Prometheus Name	Type	Labels	Description
`sase_axe_cycles_total`	counter	cycle_type	Total axe cycles
`sase_axe_cycle_duration_seconds`	histogram	cycle_type	Cycle duration
`sase_axe_lumberjacks_active`	gauge	-	Active lumberjacks
`sase_axe_lumberjack_restarts_total`	counter	-	Lumberjack restarts
`sase_axe_errors_total`	counter	error_type	Axe errors

Hooks / Mentors / Workflows¶

Prometheus Name	Type	Labels	Description
`sase_hook_executions_total`	counter	hook_type, status	Hook executions
`sase_hook_duration_seconds`	histogram	hook_type	Hook duration
`sase_hook_retries_total`	counter	hook_type	Hook retries
`sase_mentor_executions_total`	counter	status	Mentor executions
`sase_workflow_executions_total`	counter	workflow, status	Workflow executions
`sase_workflow_duration_seconds`	histogram	workflow	Workflow duration
`sase_zombie_detections_total`	counter	-	Zombie process detections

Beads¶

Prometheus Name	Type	Labels	Description
`sase_bead_operations_total`	counter	operation	Bead CRUD operations
`sase_bead_status_transitions_total`	counter	from_status, to_status	Bead status transitions
`sase_bead_active`	gauge	project, status	Active beads

VCS / Workspace¶

Prometheus Name	Type	Labels	Description
`sase_vcs_commits_total`	counter	provider, type	VCS commits
`sase_vcs_operations_total`	counter	provider, operation, status	VCS operations
`sase_workspace_acquisitions_total`	counter	project	Workspace acquisitions
`sase_workspace_releases_total`	counter	project	Workspace releases
`sase_workspace_active`	gauge	project	Active workspaces

Notifications¶

Prometheus Name	Type	Labels	Description
`sase_notifications_sent_total`	counter	type, status	Notifications sent

Monitoring Stack¶

The sase telemetry export-config command exports a ready-to-use Docker Compose stack:

Services¶

Service	Port	Description
Push Gateway	9091	Receives metrics from short-lived agent processes
Prometheus	9090	Scrapes Push Gateway and axe exposition server; stores metrics
Grafana	3000	Pre-configured dashboard with panels for all subsystems

Prometheus Scrape Configuration¶

Prometheus is configured with two scrape jobs:

sase_axe: Scrapes the axe daemon's HTTP exposition server (port 9464)
pushgateway: Scrapes the Push Gateway (port 9091)
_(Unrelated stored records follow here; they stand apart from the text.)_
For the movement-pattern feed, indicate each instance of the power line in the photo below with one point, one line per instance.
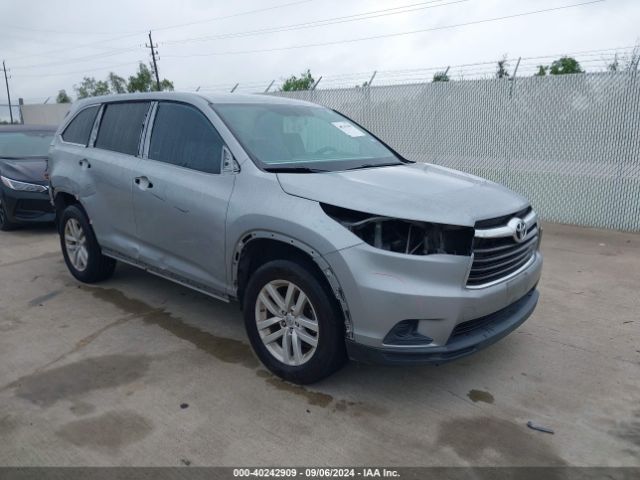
(153, 56)
(389, 35)
(321, 23)
(6, 81)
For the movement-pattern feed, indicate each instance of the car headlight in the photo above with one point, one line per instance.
(404, 236)
(23, 186)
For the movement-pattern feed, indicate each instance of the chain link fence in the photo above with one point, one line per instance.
(569, 143)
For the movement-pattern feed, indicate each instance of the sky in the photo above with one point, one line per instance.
(214, 44)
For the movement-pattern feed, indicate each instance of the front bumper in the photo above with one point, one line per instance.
(384, 288)
(488, 330)
(27, 207)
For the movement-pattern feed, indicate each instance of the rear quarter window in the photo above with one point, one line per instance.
(121, 127)
(183, 136)
(79, 129)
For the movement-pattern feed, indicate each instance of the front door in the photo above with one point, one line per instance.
(110, 166)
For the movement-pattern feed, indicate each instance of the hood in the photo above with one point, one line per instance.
(419, 191)
(25, 169)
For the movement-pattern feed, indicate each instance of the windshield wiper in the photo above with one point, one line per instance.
(371, 165)
(294, 170)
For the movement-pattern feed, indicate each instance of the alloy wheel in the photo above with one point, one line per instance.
(287, 322)
(76, 244)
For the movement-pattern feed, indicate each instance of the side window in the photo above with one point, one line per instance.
(183, 136)
(79, 129)
(121, 127)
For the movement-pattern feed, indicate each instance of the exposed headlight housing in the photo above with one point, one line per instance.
(23, 186)
(404, 236)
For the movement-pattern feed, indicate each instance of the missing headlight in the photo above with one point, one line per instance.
(404, 236)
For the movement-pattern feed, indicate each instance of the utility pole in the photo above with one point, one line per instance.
(6, 81)
(153, 56)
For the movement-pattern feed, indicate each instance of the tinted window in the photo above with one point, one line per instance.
(25, 144)
(121, 126)
(79, 129)
(183, 136)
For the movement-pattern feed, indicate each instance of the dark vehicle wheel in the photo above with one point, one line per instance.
(80, 248)
(294, 325)
(5, 224)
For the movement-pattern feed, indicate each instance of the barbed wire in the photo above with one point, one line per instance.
(592, 61)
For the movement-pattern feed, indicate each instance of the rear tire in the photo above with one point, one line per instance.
(5, 224)
(80, 249)
(293, 322)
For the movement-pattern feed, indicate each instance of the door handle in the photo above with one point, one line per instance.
(143, 182)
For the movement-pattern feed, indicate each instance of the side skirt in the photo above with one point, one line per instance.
(179, 279)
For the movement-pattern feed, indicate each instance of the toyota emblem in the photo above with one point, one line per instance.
(519, 229)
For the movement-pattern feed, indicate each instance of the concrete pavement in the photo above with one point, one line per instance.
(140, 371)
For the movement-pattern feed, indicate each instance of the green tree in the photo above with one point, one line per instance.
(542, 71)
(440, 77)
(502, 70)
(304, 82)
(564, 66)
(144, 81)
(63, 97)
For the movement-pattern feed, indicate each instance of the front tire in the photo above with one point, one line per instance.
(293, 323)
(81, 250)
(5, 224)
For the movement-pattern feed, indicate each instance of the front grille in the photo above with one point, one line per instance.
(497, 257)
(31, 205)
(471, 326)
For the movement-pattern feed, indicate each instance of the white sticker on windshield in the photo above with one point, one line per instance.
(346, 127)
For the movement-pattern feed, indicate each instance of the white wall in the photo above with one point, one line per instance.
(44, 114)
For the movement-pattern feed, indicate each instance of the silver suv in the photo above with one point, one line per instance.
(333, 243)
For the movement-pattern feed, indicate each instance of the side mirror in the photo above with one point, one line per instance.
(229, 163)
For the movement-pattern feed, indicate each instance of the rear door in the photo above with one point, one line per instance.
(111, 165)
(181, 196)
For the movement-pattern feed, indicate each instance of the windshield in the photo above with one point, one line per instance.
(304, 138)
(25, 144)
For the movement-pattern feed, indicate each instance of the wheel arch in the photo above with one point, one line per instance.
(260, 246)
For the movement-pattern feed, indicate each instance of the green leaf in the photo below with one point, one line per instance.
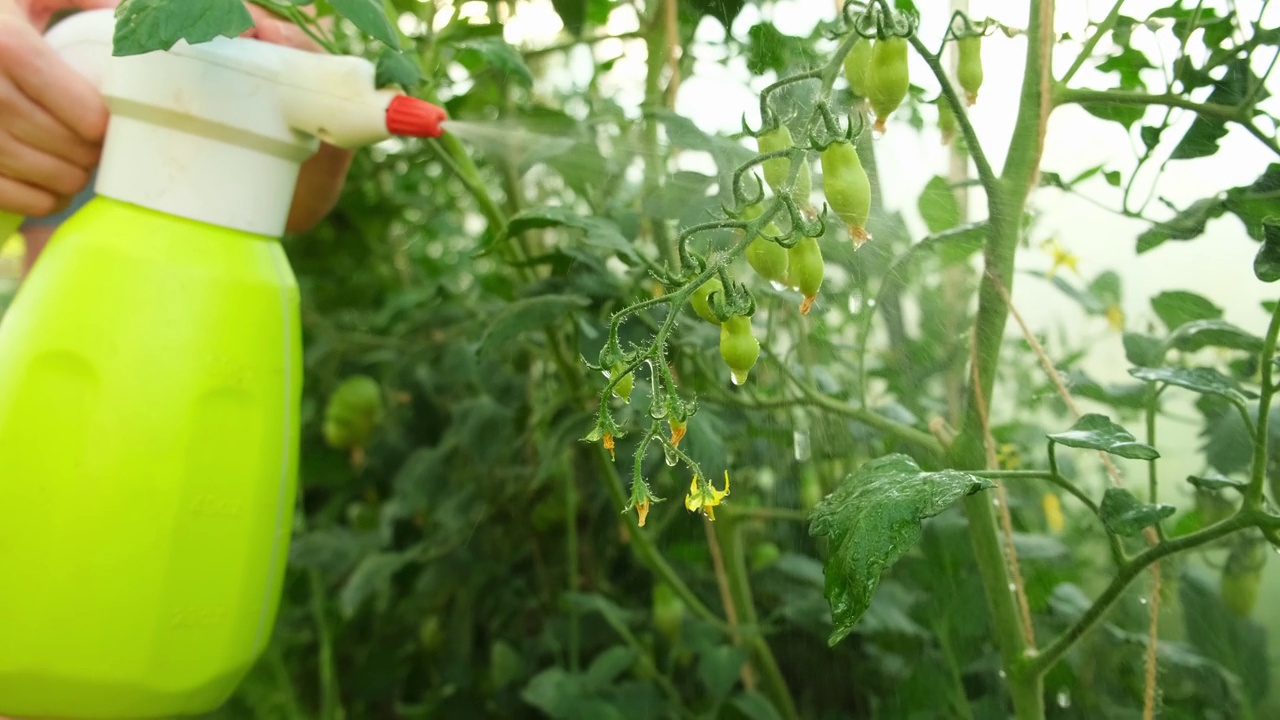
(1201, 139)
(374, 574)
(1176, 308)
(1128, 64)
(146, 26)
(1143, 350)
(1097, 432)
(1215, 482)
(1253, 204)
(572, 13)
(720, 669)
(497, 54)
(1187, 224)
(370, 18)
(1198, 335)
(397, 68)
(768, 49)
(1198, 379)
(1121, 113)
(872, 519)
(754, 706)
(608, 665)
(528, 314)
(599, 232)
(1125, 515)
(938, 205)
(1266, 263)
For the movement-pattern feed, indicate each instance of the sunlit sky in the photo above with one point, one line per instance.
(1219, 265)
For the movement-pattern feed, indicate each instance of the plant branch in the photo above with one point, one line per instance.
(1045, 660)
(1253, 496)
(970, 136)
(1087, 51)
(1208, 110)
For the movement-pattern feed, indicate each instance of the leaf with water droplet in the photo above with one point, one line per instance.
(1097, 432)
(872, 519)
(1125, 515)
(1206, 381)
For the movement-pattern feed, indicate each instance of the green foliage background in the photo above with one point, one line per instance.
(478, 564)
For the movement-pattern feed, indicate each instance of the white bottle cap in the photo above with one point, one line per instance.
(218, 131)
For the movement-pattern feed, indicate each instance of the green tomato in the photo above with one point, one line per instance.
(777, 169)
(739, 347)
(767, 258)
(352, 413)
(887, 78)
(848, 188)
(625, 384)
(969, 65)
(807, 270)
(1240, 591)
(764, 554)
(668, 611)
(855, 65)
(700, 300)
(946, 121)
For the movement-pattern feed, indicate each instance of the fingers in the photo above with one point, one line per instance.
(42, 78)
(51, 123)
(275, 30)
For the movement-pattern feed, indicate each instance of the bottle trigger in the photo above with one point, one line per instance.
(410, 117)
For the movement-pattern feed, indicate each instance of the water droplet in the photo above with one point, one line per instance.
(800, 442)
(671, 456)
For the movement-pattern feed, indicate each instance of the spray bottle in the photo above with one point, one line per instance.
(151, 374)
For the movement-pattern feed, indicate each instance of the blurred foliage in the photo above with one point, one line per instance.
(471, 561)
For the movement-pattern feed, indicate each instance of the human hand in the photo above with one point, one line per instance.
(51, 121)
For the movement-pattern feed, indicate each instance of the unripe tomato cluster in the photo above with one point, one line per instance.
(352, 413)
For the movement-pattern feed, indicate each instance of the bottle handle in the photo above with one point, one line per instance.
(9, 224)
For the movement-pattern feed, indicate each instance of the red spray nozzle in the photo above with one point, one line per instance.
(410, 117)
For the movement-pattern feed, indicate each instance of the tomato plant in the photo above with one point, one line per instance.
(944, 502)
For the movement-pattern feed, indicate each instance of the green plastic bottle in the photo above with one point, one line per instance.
(151, 377)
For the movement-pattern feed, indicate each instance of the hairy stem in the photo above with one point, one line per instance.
(1253, 497)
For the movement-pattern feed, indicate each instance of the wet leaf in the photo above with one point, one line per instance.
(872, 519)
(599, 232)
(1215, 481)
(1200, 335)
(1142, 349)
(1175, 308)
(1198, 379)
(1266, 263)
(370, 18)
(1125, 515)
(528, 314)
(1097, 432)
(938, 205)
(145, 26)
(496, 54)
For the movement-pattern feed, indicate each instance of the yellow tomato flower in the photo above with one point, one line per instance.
(1115, 318)
(704, 496)
(1061, 258)
(1054, 513)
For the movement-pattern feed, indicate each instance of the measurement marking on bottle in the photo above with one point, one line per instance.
(191, 618)
(215, 506)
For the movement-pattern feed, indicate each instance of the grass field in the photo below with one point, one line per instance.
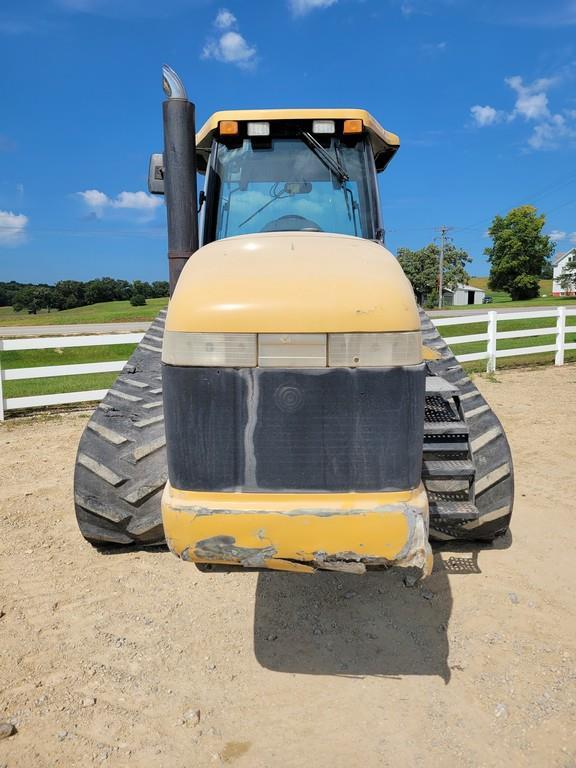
(106, 312)
(68, 356)
(502, 299)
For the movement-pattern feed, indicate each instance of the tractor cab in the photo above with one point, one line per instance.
(292, 170)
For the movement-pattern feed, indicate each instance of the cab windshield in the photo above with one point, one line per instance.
(292, 184)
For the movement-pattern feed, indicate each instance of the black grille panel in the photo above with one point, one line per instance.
(283, 430)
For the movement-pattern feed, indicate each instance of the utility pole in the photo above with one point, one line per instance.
(443, 230)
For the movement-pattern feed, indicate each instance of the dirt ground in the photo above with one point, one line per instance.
(107, 659)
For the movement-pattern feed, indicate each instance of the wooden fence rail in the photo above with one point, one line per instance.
(491, 336)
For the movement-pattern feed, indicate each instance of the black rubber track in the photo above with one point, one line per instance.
(121, 462)
(493, 489)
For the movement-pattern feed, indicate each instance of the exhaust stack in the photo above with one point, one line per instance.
(179, 174)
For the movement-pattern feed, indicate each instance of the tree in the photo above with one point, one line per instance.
(160, 289)
(519, 252)
(421, 268)
(69, 294)
(26, 298)
(567, 277)
(547, 271)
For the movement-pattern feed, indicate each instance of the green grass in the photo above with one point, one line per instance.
(503, 300)
(76, 355)
(58, 384)
(106, 312)
(30, 358)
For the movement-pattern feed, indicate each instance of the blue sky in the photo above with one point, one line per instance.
(481, 92)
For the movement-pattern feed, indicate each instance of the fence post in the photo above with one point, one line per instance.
(491, 349)
(1, 392)
(560, 336)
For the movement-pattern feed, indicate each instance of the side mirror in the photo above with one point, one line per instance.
(298, 187)
(156, 174)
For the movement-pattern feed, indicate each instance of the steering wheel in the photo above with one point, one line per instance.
(292, 223)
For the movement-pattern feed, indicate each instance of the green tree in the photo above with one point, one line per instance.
(547, 271)
(160, 289)
(421, 268)
(519, 252)
(567, 277)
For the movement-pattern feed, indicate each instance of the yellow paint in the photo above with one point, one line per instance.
(297, 526)
(384, 143)
(292, 282)
(285, 502)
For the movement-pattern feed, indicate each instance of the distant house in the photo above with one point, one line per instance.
(463, 295)
(559, 263)
(460, 296)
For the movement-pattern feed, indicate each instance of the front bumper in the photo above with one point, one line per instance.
(299, 532)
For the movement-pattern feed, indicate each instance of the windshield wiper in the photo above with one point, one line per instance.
(325, 157)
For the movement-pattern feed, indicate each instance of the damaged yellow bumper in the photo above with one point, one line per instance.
(299, 532)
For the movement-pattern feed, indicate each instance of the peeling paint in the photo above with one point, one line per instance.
(225, 548)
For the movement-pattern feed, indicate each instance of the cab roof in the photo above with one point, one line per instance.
(384, 144)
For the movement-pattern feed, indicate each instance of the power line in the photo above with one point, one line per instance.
(443, 232)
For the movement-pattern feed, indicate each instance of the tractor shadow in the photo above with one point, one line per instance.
(339, 624)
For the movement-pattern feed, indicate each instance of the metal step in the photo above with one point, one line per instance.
(436, 385)
(442, 512)
(443, 446)
(447, 470)
(445, 428)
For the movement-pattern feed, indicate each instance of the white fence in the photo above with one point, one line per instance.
(59, 342)
(490, 354)
(492, 335)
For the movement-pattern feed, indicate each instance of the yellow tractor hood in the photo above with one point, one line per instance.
(292, 282)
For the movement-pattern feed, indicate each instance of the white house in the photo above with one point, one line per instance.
(463, 295)
(559, 263)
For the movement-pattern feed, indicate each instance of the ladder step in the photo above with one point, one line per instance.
(436, 385)
(445, 428)
(448, 469)
(452, 512)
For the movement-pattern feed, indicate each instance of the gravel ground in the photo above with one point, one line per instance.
(138, 659)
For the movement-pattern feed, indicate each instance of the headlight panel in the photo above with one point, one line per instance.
(292, 350)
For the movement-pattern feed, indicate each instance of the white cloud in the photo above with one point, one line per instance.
(94, 199)
(97, 202)
(139, 201)
(225, 19)
(432, 48)
(532, 99)
(301, 7)
(532, 105)
(230, 47)
(557, 235)
(485, 115)
(12, 228)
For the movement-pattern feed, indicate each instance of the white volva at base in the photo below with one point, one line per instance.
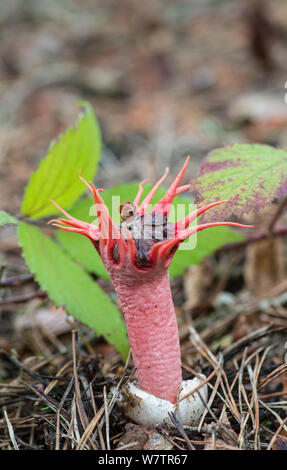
(149, 410)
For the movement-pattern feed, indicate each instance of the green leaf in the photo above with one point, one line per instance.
(57, 177)
(5, 219)
(67, 284)
(207, 241)
(82, 250)
(249, 176)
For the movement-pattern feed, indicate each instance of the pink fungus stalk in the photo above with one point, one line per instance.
(137, 253)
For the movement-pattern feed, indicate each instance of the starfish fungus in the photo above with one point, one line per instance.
(137, 253)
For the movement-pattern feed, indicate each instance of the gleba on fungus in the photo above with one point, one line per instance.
(136, 254)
Global scrape interval: 15 seconds.

Alerting Rules¶

20+ alert rules covering:

Agent error rate thresholds (10%, 25%)
Agent p95 latency thresholds (300s, 600s)
LLM error rate and retry rate
Axe cycle errors
Hook retry rates
Workspace release failures

Alert labels use severity: warning and severity: critical.

Grafana Dashboard¶

A pre-built Grafana dashboard is automatically provisioned with panels for all telemetry subsystems, accessible at http://localhost:3000 after starting the stack.

Integration Points¶

Telemetry is instrumented across the codebase:

Subsystem	Location	What is tracked
Agent	`src/sase/agent/launcher.py`	Runs, duration, spawns, kills
LLM Provider	`src/sase/llm_provider/_invoke.py`	Invocations, tokens, errors, retries
Axe	`src/sase/axe/orchestrator.py`	Cycles, errors, lumberjack activity
Hooks/Mentors	Hook execution modules	Execution counts, durations, retries
Beads	`src/sase/bead/project.py`	CRUD operations, status transitions
VCS	VCS operation modules	Commits, operations
Notifications	`src/sase/notifications/senders.py`	Notifications sent

The axe orchestrator calls init_telemetry(start_http_server=True) on startup to begin exposing metrics. Agent processes use push_metrics() to send data to the Push Gateway on exit via an atexit handler.